Imagine leaving your once significant other only to be ordered by a court to return to marriage and to restore conjugal relations with said person. In other words, an abusive husband can have a court order his wife, who has fled abuse, to restore relations in the bedroom and to continue to carry out “wifely” duties. Though no longer enforced, such a recourse is still provided for in Guyanese law and the government is moving to have it rightfully axed.
Speaking recently on the imminent revamp of the over a century-old Matrimonial Causes Act, was Guyana’s Legal Affairs Minister and Attorney General, Anil Nandlall, during a live airing of his _“Issues in the News”_ programme on Tuesday night. The minister noted that a bill, which was read for the first time in the House last Friday, seeks to overhaul the act and to bring it into modernity.
“It definitely needed updating, and this bill updates it. We use the opportunity to update the Matrimonial Causes Act because there were many things in there that were really overtaken by time and by developments in the law.
“So, for example, in that Act, there is something called Restoration of Conjugal Rights. What that means is if there is a breakdown in conjugal rights; meaning parties living together and they have a dispute and they become estranged, one of those parties could have approached the court and get a court order directing a restoration of those relations,” the minister said.
He added that the court order could be granted despite that couple’s relationship being irreparably fractured or irreconcilable.

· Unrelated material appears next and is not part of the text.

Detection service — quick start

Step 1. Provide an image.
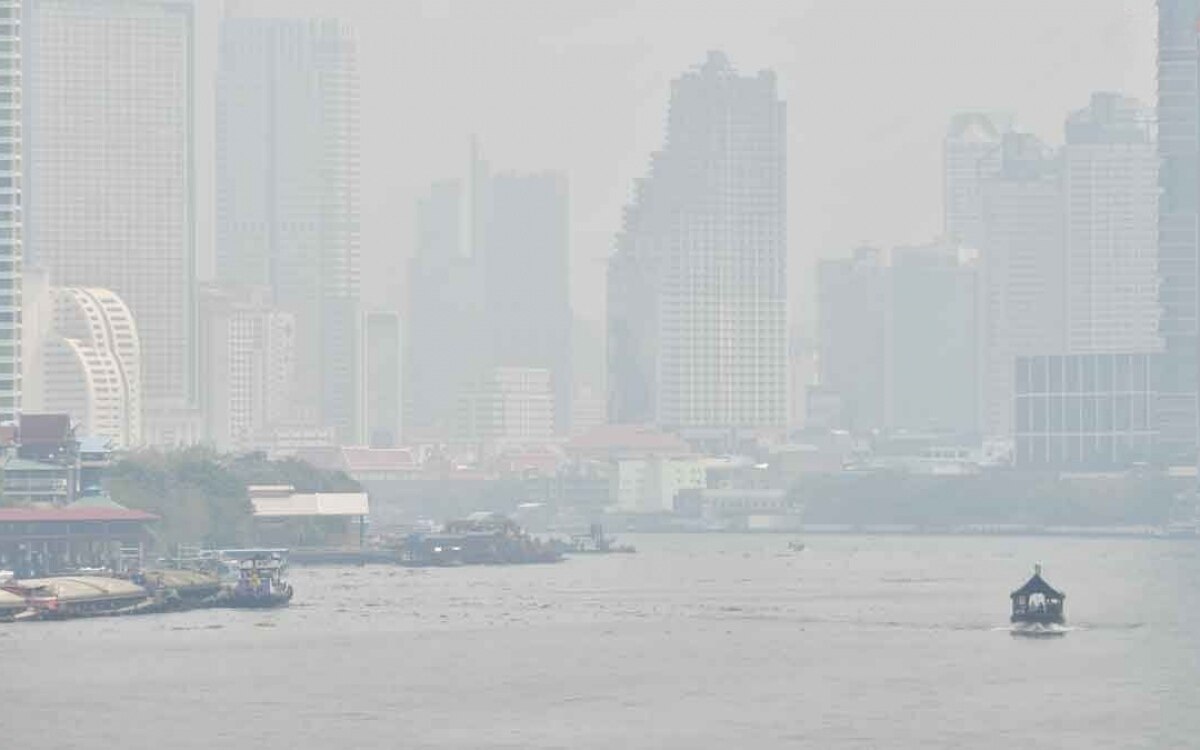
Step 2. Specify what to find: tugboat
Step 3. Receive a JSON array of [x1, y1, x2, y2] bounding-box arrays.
[[1009, 565, 1067, 636], [0, 589, 26, 623], [565, 523, 637, 554], [217, 551, 293, 608]]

“The husband could get an order to make the wife come back in the matrimonial home. Perhaps that was what was legally and socially accepted 100 years ago, but now we have reached a position in society where the law itself permits a husband to be charged with raping his wife,” the Minister said, illustrating the irrelevance of the clause in a progressing society.
He emphasised that the court restoring conjugal relations is tantamount to permitting rape.
“The court is also authorizing that man to have sexual relationship with that woman even though the woman may not be consenting. Today, that is rape but that’s still in our law so that will be removed once this bill is passed,” Nandlall stressed.
EQUALITY
Nandlall noted that the amendments will also seek to bring about gender equality in society, adding that the act will also seek to level the field in the area of husbands being financial relief from wives.
Referencing the ruling by the Chief Justice Roxanne George that was handed down a few months ago, which granted a husband maintenance from his wife, Nandlall said that the time was nigh to include equality in the act.
“A husband has no right to apply for maintenance from his wife and the Chief Justice rightfully struck that provision down as being contrary to and inconsistent with the provisions of our Constitution which guarantee equal treatment and freedom from discrimination irrespective of gender, race, religion, etcetera.
“Because those provision discriminated against men, and it created an unequal treatment between men and women on the basis of their gender, that will be removed and the provisions will be gender neutral. So, a husband can claim maintenance from his wife and a wife can claim maintenance from her husband,” the AG noted.